Recent Massachusetts case defines defacto merger

A recent Massachusetts appeals court decision defines Mass law regarding defacto mergers and successor liability regarding environmental claims.  The case can be found here:

This case summarizes as follows the Mass law regarding defacto mergers:

Factors considered in determining whether a sale should be treated as a de facto merger are: “whether (1) there is a continuation of the enterprise of the seller corporation so that there is a continuity of management, personnel, physical location, assets, and general business operations; whether (2) there is a continuity of shareholders which results from the purchasing corporation paying for the acquired assets with shares of its own stock, this stock ultimately coming to be held by the shareholders of the seller corporation so that they become a constituent part of the purchasing corporation; whether (3) the seller corporation ceases its ordinary business operations, liquidates, and dissolves as soon as legally and practically possible; and whether (4) the purchasing corporation assumes those obligations of the seller ordinarily necessary for the uninterrupted continuation of normal business operations of the seller corporation.” Cargill, Inc. v.
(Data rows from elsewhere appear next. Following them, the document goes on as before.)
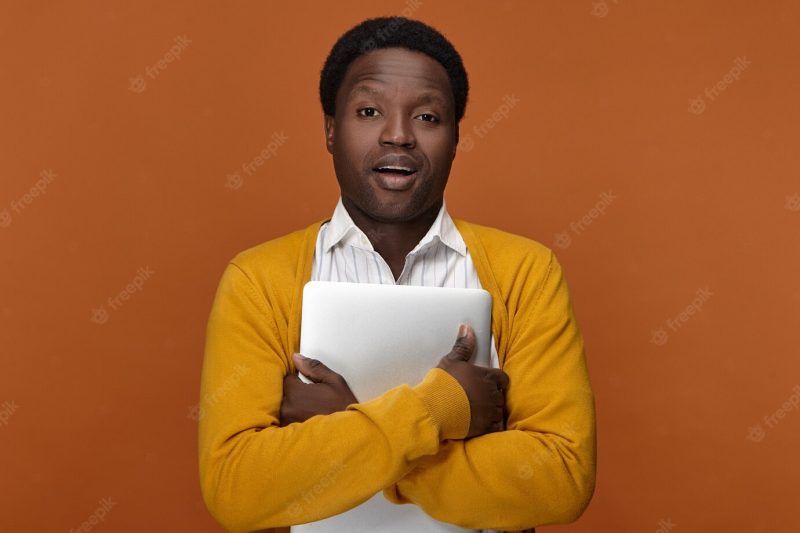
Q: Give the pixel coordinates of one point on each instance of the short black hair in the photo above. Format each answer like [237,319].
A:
[392,32]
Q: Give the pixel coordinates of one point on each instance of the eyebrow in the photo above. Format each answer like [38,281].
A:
[428,96]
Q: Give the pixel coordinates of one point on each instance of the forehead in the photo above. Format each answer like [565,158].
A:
[397,67]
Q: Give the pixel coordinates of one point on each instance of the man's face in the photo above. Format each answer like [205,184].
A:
[393,138]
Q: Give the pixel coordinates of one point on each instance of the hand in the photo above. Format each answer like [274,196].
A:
[485,387]
[327,394]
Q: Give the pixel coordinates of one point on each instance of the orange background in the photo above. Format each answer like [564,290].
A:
[702,199]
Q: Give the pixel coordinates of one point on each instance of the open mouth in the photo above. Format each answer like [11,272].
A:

Beaver Coal & Oil Co., 424 Mass. 356, 359-360 (1997). 

The court noted that one key is looking at continuity of management, employees and shareholders.

This decision is also instructive on the liability a buyer would assume pursuant to express language in a purchase agreement.  The court found that buyer’s assumption of liabilities of seller “as then existing” pursuant to an asset purchase agreement was not sufficient to hold that buyer assumed CERCLA liability then unknown.